Publicado em 16/02/2018 16h52

Intervenção federal no RJ é a 1ª desde a Constituição de 1988

Até então, forças armadas atuavam em conjunto com governo estadual.

G1

Embora as forças armadas já tenham atuado em diversos estados nos últimos anos, a intervenção federal na segurança pública do Rio de Janeiro anunciada nesta sexta-feira (16) é a primeira desde a promulgação da Constituição de 1988.

A ferramenta mais utilizada em operações deste tipo é a Garantia da Lei e da Ordem (GLO), que é menos invasiva na autonomia política e administrativa da localidade, e seria configurada mais como uma “parceria”, como a que ocorreu em fevereiro de 2017 no Espírito Santo.

Especialista em Direito Constitucional e professor da Universidade de São Paulo (USP) e do Instituto Brasiliense de Direito Público (IDP), o advogado Daniel Falcão explica que a intervenção federal é diferente e tem alcance significativamente maior que um decreto de lei e ordem.

“GLO (garantia de lei e ordem) acontece em várias ocasiões e não mexe em nada no estado. É uma questão específica, uma situação muito pontual, menor e peculiar: vão lá as forças armadas, intervêm e resolvem. O próprio governador pode pedir essa ajuda, aí o governo federal manda tropas. Mas, em tese, quem coordena tudo ainda é o governador”, diz Falcão.

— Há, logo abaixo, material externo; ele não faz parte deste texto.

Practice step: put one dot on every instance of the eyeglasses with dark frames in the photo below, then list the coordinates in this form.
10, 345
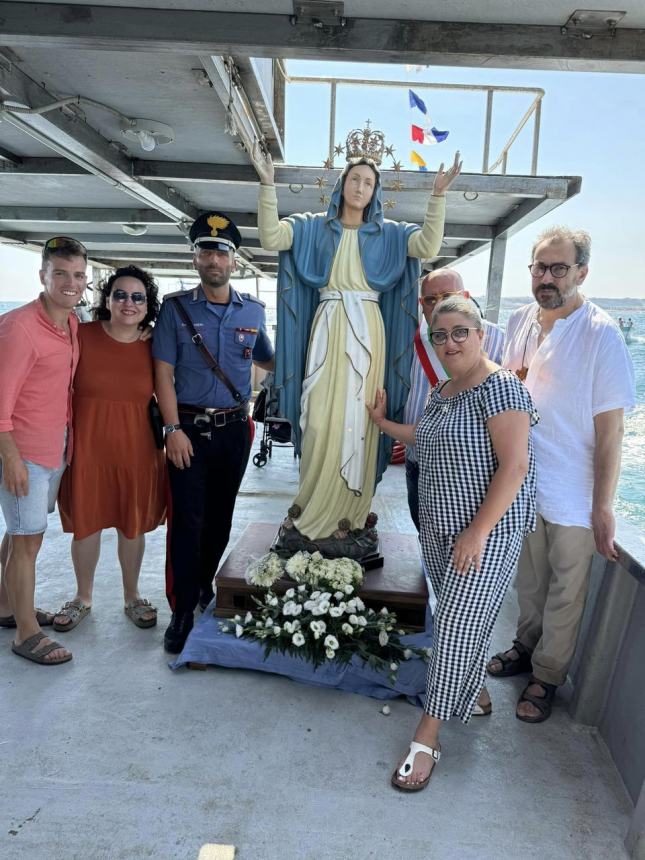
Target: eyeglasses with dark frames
558, 270
459, 334
121, 296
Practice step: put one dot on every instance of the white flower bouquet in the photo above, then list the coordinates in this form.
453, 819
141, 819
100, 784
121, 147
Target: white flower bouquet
321, 617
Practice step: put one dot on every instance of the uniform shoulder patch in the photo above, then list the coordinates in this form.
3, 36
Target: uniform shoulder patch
250, 297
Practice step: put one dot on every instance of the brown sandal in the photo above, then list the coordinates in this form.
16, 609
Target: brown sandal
137, 609
44, 619
29, 651
75, 611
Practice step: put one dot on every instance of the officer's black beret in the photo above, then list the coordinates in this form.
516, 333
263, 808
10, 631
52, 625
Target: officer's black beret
215, 230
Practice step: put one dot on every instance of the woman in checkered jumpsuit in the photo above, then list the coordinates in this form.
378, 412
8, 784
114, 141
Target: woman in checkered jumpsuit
476, 503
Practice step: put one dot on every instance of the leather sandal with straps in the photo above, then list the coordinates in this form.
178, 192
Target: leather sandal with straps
74, 611
137, 609
408, 766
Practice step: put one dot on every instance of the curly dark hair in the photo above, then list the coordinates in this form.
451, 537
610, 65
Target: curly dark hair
101, 311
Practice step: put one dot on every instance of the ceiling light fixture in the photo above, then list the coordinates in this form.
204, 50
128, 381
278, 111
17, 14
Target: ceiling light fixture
148, 133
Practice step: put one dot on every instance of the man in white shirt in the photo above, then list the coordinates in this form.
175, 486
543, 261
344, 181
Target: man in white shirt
426, 369
576, 366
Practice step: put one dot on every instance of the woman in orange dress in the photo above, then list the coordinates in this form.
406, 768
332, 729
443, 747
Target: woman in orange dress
116, 479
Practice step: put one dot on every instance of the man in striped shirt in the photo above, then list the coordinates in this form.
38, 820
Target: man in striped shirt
426, 369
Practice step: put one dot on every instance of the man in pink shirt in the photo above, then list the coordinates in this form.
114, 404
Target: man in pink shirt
38, 357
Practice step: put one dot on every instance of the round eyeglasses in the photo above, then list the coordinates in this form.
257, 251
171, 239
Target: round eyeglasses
558, 270
458, 335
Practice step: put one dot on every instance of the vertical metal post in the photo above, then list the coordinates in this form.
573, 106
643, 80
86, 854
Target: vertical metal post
536, 135
332, 121
489, 119
495, 276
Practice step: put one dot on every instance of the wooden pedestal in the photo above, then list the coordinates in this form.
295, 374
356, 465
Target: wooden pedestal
399, 584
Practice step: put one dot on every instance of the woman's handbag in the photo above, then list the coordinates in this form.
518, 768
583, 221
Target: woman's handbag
156, 421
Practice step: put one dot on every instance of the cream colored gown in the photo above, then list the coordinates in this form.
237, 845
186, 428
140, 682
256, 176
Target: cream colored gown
345, 366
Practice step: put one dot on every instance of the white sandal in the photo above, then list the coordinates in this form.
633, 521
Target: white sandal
408, 766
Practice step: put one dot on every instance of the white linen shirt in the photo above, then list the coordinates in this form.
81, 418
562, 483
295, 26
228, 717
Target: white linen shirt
581, 368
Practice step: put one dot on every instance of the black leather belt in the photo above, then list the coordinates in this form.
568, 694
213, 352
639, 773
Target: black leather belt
202, 415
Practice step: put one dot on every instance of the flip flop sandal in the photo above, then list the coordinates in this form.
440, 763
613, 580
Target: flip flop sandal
542, 703
408, 766
137, 609
45, 619
29, 651
511, 666
73, 610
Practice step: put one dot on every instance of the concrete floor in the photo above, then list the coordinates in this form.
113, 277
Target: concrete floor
115, 756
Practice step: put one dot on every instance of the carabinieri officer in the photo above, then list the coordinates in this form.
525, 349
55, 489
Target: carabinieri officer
203, 395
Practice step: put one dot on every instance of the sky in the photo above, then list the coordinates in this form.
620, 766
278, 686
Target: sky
593, 126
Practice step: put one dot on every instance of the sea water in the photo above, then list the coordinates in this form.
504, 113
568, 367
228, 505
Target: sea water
631, 489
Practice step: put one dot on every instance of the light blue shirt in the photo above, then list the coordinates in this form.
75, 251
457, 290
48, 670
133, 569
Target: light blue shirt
235, 335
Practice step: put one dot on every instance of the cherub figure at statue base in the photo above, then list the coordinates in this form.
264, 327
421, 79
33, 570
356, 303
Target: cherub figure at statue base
360, 544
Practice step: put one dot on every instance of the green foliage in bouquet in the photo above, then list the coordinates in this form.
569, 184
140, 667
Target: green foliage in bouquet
321, 617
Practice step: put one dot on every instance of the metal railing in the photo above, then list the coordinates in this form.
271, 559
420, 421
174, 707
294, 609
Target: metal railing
534, 110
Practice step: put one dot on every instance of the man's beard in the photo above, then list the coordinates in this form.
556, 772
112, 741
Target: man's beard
550, 297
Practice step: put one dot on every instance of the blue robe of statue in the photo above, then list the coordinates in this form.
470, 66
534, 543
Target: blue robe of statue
305, 269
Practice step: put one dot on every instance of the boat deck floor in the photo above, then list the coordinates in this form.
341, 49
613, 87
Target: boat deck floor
115, 756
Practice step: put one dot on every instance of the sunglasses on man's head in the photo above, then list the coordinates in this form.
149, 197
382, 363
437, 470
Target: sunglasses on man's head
430, 301
121, 296
66, 243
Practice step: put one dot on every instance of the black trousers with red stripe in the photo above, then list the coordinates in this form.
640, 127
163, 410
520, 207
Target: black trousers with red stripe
200, 510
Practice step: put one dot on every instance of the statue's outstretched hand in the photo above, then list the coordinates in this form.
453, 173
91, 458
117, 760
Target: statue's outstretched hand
444, 179
377, 412
263, 164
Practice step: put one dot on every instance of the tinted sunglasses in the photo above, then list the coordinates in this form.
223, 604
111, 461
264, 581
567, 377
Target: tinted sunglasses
121, 296
60, 243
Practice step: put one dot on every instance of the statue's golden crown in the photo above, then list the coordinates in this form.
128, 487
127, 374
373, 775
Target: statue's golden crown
365, 143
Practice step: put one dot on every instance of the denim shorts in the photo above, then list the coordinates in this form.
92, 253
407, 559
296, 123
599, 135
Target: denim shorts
27, 515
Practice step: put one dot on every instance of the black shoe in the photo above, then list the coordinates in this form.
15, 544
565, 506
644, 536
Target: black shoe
177, 632
205, 598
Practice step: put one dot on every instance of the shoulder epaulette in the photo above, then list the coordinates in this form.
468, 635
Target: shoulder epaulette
253, 298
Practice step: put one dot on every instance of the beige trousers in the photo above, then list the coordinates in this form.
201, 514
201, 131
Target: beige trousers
552, 580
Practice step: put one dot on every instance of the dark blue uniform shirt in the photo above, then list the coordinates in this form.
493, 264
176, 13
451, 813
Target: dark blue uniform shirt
235, 334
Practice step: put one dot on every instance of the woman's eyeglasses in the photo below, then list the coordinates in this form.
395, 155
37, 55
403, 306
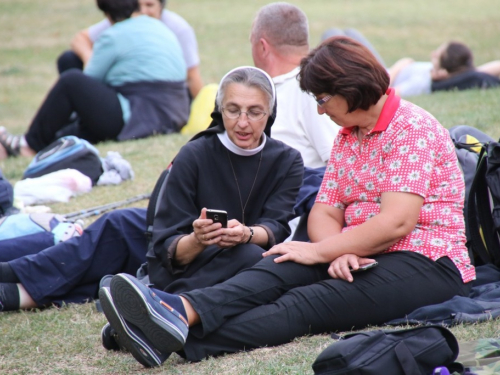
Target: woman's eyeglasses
252, 115
323, 100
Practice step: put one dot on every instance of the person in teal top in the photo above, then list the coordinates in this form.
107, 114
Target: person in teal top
133, 86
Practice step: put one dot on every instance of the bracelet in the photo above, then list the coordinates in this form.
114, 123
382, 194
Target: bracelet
251, 234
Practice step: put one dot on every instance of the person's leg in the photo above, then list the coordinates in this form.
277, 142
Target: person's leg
18, 247
95, 103
69, 60
401, 283
214, 265
492, 67
71, 270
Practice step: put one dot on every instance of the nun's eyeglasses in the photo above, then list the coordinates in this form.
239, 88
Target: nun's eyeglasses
323, 100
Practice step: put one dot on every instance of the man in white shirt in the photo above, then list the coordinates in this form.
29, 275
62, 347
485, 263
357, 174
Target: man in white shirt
279, 40
82, 43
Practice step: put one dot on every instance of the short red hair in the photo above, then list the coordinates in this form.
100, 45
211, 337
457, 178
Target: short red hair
342, 66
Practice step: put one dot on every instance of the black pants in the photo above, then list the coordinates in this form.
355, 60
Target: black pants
70, 271
69, 60
271, 304
96, 104
214, 265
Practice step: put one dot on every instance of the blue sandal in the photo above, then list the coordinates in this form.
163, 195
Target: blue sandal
11, 143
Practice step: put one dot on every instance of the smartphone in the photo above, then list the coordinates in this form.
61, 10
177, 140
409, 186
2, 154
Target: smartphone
364, 267
218, 216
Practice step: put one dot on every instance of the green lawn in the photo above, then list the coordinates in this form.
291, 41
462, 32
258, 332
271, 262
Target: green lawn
34, 32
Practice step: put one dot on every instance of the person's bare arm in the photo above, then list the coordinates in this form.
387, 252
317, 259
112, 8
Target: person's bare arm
398, 216
82, 45
194, 81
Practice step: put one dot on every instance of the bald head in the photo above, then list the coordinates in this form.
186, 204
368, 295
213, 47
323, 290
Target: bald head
283, 25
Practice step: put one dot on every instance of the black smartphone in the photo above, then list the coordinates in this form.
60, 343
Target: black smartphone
218, 216
364, 267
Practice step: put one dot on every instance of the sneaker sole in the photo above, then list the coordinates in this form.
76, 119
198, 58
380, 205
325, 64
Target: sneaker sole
140, 350
132, 304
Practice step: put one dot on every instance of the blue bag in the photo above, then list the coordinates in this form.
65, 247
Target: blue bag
67, 152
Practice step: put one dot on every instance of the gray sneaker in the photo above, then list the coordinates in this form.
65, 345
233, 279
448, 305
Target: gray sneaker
129, 336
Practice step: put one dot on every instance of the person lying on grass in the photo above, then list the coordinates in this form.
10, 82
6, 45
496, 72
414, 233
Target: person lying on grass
392, 193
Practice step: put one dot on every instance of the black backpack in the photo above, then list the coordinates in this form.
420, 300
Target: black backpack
414, 351
483, 207
479, 156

“A intervenção é muito maior e muito mais grave: está sendo substituído o governador num determinado assunto, a segurança pública.”
No Rio de Janeiro, o secretário de segurança pública, Roberto Sá, será afastado para dar lugar ao general Walter Souza Braga Netto, que tomará as decisões sobre segurança, com total submissão das polícias civil, militar e também dos bombeiros.

“O Governo Federal passa a ter respaldo jurídico para tomar decisões sem prestar qualquer tipo de satisfação ao governador”, explicou o Fernando Veloso, ex-chefe da Polícia Civil e comentarista de Segurança Pública da TV Globo.

Instrumento de força

Antes da promulgação da Constituição Federal de 1988, houve intervenções federais nos estados, principalmente na República Velha, no Estado Novo e na ditadura militar.

“Esses institutos que realmente têm força coercitiva e são mais dramáticos e radicais foram usados na época da ditadura, entre 1964 e 1985”, afirmou a advogada constitucionalista Vera Chemim.

Entre 1995 e 2003, o presidente Fernando Henrique Cardoso ficou perto de duas possíveis intervenções. Em 1997, Alagoas passou por uma grave crise financeira, e o governo federal ajudou na solução, mas não houve intervenção formal.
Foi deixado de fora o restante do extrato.